How to Buy Bonds in India: A Guide for Retail Investors
Investing wisely is key to financial growth. Many Indians focus on stocks or fixed deposits. However, bonds offer another strong option. They provide steady, predictable income. Bonds typically carry lower risk than stocks. They diversify your investment portfolio. Understanding how to buy them is important. Retail investors now have many avenues. You can choose a method that suits you.
Here are the main ways for retail investors to buy bonds in India:
1. RBI Retail Direct Scheme
The Reserve Bank of India (RBI) launched this scheme. It allows direct bond investment. Retail investors can access government securities (G-Secs). This includes Treasury Bills and Dated G-Secs. It also covers Sovereign Gold Bonds (SGBs). You avoid intermediaries entirely.
How it works:
- Open an RDG Account: You open a “Retail Direct Gilt” (RDG) account. This is free of cost with the RBI. You complete KYC formalities online. Link your savings bank account.
- Place Bids: You can participate in primary auctions. RBI conducts these for new G-Secs. The platform shows upcoming auctions. You place your bid directly. You can also buy/sell in the secondary market. Use the Negotiated Dealing System – Order Matching (NDS-OM) platform.
- Payment & Holding: Make payments via net banking or UPI. The bonds credit to your RDG account. They appear in electronic form. RBI manages all interest payments. They also handle maturity proceeds. These amounts directly credit your linked bank account.
- Pros: It offers direct access to government bonds. You pay no brokerage fees. It provides a highly secure investment. Transparency is very high. Minimum investment is low, starting from Rs 10,000.

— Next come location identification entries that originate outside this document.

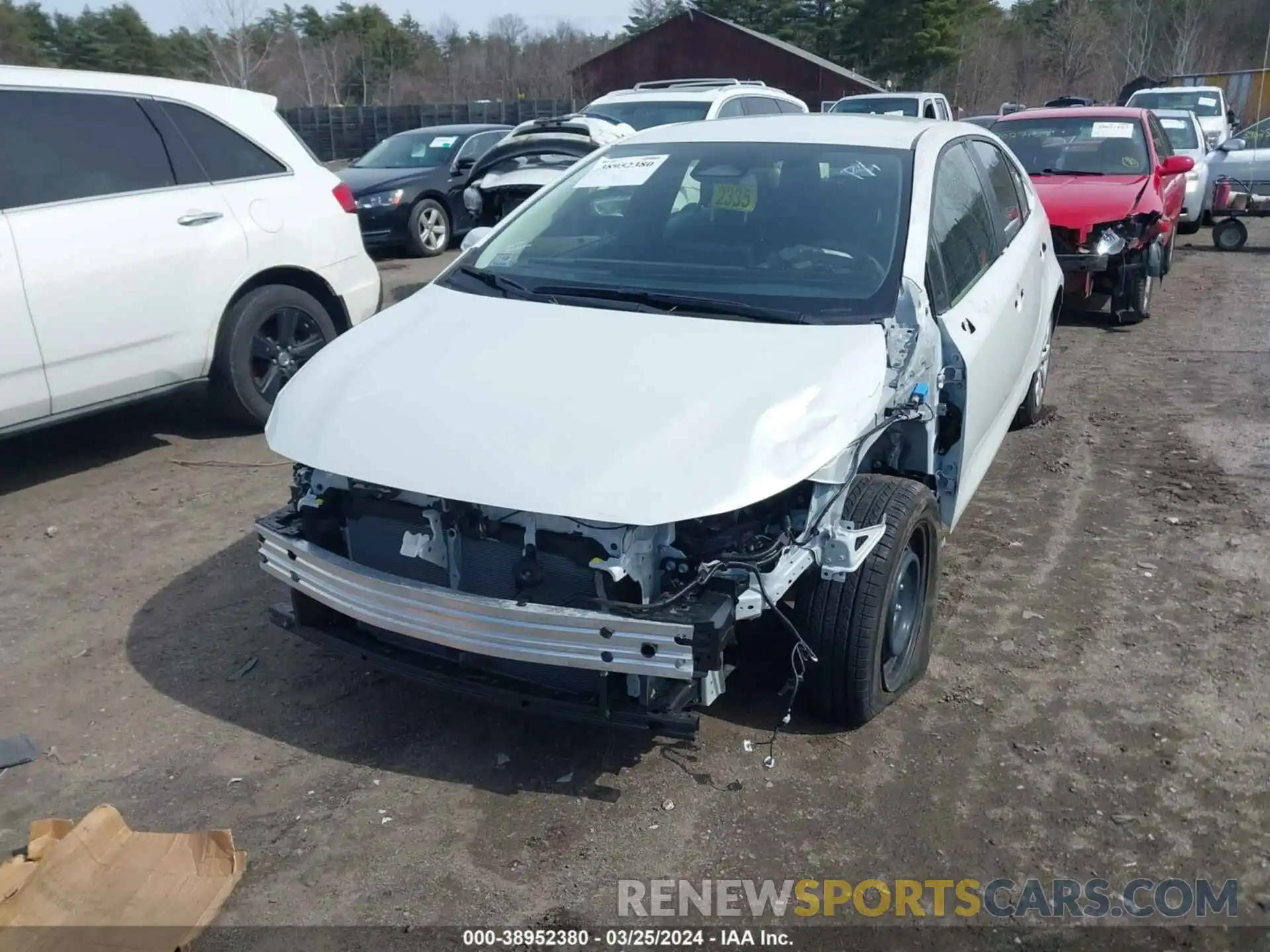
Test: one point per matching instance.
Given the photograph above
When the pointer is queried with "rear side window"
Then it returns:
(962, 221)
(224, 153)
(1007, 204)
(62, 146)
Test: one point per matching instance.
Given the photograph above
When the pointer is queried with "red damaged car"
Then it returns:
(1113, 190)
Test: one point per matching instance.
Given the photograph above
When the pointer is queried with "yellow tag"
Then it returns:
(736, 196)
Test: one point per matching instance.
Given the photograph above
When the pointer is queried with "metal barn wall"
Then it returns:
(701, 46)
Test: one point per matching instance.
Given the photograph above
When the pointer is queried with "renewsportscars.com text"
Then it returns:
(1001, 898)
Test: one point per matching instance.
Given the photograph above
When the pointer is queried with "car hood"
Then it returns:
(586, 413)
(367, 180)
(1080, 201)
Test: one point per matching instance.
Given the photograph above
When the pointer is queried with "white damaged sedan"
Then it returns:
(719, 372)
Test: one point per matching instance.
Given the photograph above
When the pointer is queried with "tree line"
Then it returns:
(977, 52)
(356, 55)
(981, 54)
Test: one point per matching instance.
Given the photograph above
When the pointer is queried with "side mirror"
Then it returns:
(474, 238)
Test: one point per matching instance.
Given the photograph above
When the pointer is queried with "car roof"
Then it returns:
(846, 128)
(687, 92)
(458, 128)
(1094, 112)
(893, 93)
(1179, 89)
(205, 95)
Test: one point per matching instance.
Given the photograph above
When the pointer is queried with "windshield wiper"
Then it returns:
(676, 302)
(499, 284)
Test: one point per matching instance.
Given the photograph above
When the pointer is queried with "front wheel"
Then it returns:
(1133, 305)
(429, 229)
(1230, 235)
(267, 337)
(873, 631)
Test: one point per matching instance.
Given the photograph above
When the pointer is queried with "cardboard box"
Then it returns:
(98, 885)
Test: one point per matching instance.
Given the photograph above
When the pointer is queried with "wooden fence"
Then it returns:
(347, 132)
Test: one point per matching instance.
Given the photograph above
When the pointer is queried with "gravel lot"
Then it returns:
(1097, 702)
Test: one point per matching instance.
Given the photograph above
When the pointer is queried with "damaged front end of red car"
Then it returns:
(1115, 259)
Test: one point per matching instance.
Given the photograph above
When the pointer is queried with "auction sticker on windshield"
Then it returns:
(1111, 130)
(734, 196)
(629, 171)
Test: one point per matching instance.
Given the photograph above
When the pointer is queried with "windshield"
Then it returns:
(1181, 132)
(880, 106)
(421, 149)
(1199, 102)
(642, 116)
(1078, 145)
(813, 230)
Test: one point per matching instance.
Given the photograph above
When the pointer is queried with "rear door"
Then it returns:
(128, 257)
(23, 389)
(976, 290)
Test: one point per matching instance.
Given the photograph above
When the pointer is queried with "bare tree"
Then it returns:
(237, 44)
(1071, 40)
(1184, 33)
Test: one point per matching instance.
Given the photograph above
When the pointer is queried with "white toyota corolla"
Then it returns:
(719, 371)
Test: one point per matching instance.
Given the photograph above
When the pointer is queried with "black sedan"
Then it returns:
(409, 188)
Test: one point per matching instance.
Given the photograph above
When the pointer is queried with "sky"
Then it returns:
(592, 16)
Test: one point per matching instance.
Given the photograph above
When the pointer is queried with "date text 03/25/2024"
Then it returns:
(625, 938)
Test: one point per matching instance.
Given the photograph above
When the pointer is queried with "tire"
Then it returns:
(1029, 411)
(266, 337)
(846, 623)
(429, 229)
(1230, 235)
(1134, 307)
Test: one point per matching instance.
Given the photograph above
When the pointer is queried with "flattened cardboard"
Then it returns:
(110, 888)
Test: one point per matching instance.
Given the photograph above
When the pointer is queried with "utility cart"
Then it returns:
(1232, 202)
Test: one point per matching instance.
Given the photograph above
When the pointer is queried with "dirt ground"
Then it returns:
(1097, 703)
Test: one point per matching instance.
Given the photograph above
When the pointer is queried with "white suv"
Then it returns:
(157, 233)
(662, 102)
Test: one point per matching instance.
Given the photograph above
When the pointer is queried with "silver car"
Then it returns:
(1245, 159)
(1187, 138)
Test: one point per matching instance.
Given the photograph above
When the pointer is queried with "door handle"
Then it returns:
(200, 218)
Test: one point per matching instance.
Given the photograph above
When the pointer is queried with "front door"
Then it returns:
(982, 301)
(23, 389)
(474, 147)
(126, 267)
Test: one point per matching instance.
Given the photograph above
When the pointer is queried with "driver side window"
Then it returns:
(1164, 147)
(964, 235)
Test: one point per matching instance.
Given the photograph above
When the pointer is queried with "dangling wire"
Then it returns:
(800, 654)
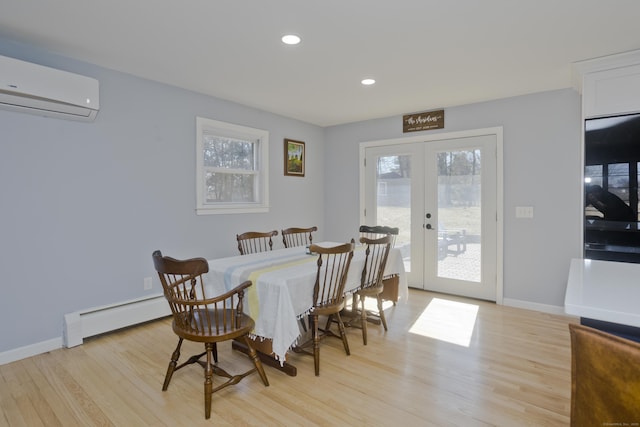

- Cons: It focuses only on government securities. You cannot buy corporate bonds here. The secondary market liquidity for some G-Secs might be lower.
2. Through Brokers
Many brokerage firms facilitate bond transactions. They connect buyers with sellers. These firms offer access to various bond types. You can buy both government and corporate bonds.
How it works:
- Open Accounts: You need a demat account. You also need a trading account. Most stockbrokers offer these accounts. Some provide a convenient 3-in-1 account. This combines banking, demat, and trading.
- Place Orders: You log into your broker’s platform. This can be a website or app. You search for available bonds. Brokers often list corporate bonds. They also list some government bonds. You select the bond and place an order.
- Settlement: The broker executes your trade. Bonds credit to your demat account. This usually takes T+1 or T+2 days. All payments go through your linked bank account.
- Pros: You get access to a wide range of bonds. This includes corporate bonds. Many brokers offer research and insights. They simplify the buying process. You trade through a familiar platform.
- Cons: You pay brokerage fees on transactions. These charges vary by broker. Some bonds may have lower liquidity. This makes selling difficult. You must rely on the broker’s platform.
3. On Stock Exchanges (NSE & BSE)
Major stock exchanges list various bonds. The National Stock Exchange (NSE) and Bombay Stock Exchange (BSE) are key. They have dedicated debt segments. Here, bonds trade like stocks.
How it works:
- Broker Access: You must have a trading account. This account links with an exchange member broker. You cannot trade directly on exchanges.
- Trading Platform: You use your broker’s trading platform. You find listed bonds there. This includes G-Secs, SDLs, and corporate bonds. Many PSU and tax-free bonds also list here.
- Order Placement: You place buy orders for chosen bonds. The exchange matches your order. Trading happens in real-time. Prices are transparent.
- Demat Account: The bonds credit to your demat account. This occurs after successful settlement.
- Pros: It offers high liquidity for listed bonds. Transparency in pricing is excellent. You can easily buy and sell. It provides a regulated trading environment. You get real-time price updates.
- Cons: You still need a broker account. Brokerage fees apply. Some bonds might have low trading volumes. This can affect quick selling. The minimum investment for some bonds can be higher.
4. Online Bond Platforms / Fintech Platforms
Several specialized online platforms exist now. These fintech companies focus on bonds. They simplify bond investment. They offer curated bond inventories.
How it works:
- Platform Registration: You register on the platform. Complete their KYC process. Link your bank and demat accounts.
- Explore and Select: These platforms offer user-friendly interfaces. They list various bonds. You can filter by rating, yield, and maturity. Many provide detailed bond information.
- Purchase: You select your bond. Place a buy order. The platform facilitates the transaction. They often act as an Online Bond Providing Platform (OBPP).
- Demat Credit: Bonds credit directly to your demat account.
- Pros: They provide easy access to many bond types. User interfaces are often intuitive. You get curated selections. Some offer detailed analysis. They may have lower minimum investment amounts.
- Cons: These platforms are relatively new. You need to verify their credibility. Ensure they are SEBI-registered. Liquidity can vary for specific bonds.
Choosing the right method depends on your needs. Consider the bond type you want. Think about convenience and cost. Evaluate your comfort with technology. Each path offers unique benefits for retail investors.